- The Washington Times - Thursday, September 9, 2004

Q: I am a resident at a hospital and will be in this position for another two


My salary is low, only $45,000, which is normal for a resident just out of medical school. My income should increase to $150,000 or more when I finish my residency.

I am in the process of searching for a home and have found one I really like. The problem is that I’m having trouble qualifying for the best financing because my salary as a resident is so low.

The home is for sale for $400,000, and I plan on putting 20 percent down.

Lenders don’t seem to care that I’ll be making a lot more money after my residency. They will only count my current salary.

Every lender says I have to apply for a “no income verification” loan that carries a higher rate. Do you have any suggestions?

A: Unfortunately, I think your lenders are correct. Even though it is virtually certain that your salary will increase dramatically in two years, lenders won’t count future earnings when qualifying a mortgage applicant. Because your current salary is $45,000 per year, they will qualify you based on that number.

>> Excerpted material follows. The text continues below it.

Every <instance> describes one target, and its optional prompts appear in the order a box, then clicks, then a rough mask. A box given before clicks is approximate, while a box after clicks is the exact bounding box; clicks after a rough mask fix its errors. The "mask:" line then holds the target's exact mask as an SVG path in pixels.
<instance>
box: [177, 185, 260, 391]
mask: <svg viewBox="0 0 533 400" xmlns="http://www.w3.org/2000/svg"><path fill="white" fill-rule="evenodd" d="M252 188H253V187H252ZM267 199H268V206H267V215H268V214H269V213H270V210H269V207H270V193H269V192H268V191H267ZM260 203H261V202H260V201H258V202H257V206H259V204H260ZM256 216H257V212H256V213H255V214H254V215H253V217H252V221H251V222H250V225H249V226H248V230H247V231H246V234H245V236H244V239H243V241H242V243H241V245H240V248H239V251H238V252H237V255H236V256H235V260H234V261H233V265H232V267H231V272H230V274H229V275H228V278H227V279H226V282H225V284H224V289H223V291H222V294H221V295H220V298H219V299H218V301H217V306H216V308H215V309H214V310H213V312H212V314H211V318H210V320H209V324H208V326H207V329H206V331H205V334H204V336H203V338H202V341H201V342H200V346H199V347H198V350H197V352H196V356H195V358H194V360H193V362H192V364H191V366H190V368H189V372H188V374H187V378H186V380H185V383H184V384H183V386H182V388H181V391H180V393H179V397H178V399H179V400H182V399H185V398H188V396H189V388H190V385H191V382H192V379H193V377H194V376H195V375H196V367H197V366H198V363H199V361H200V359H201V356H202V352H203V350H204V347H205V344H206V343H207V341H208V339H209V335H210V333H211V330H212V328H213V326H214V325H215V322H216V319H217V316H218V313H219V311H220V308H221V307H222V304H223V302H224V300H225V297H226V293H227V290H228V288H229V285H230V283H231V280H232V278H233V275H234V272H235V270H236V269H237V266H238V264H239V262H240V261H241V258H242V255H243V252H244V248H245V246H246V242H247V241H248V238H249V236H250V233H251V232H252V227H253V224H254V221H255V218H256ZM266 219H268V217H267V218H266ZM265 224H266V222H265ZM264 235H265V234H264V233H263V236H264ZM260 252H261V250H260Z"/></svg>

Before you reject an NIV loan, let me first explain what it is.

Lenders approve mortgage based on three criteria: Credit history, down payment and ability to repay the loan. An NIV loan approves a borrower based just upon credit history and down payment. Income is not examined in the underwriting process.

You have good credit and a good down payment but a poor ability to repay the loan based upon your current salary.

An NIV loan is the answer if you pick the right product.

Here’s the idea: Find an adjustable-rate NIV loan with no points and plan on refinancing when your income increases.

Adjustable-rate mortgages carry a lower initial rate because the rate can increase in the future. Look for a 3/1 ARM, an adjustable that carries a fixed rate for three years.

This will give you an affordable mortgage until your income is higher.

Also, consider an ARM with an interest-only option. This will further reduce the monthly obligation, making it easier to afford a large mortgage on a small salary.

This isn’t the perfect solution, but obtaining a temporary NIV loan without incurring excessive fees is better than waiting two years while throwing your money away on rent and losing the house you really like.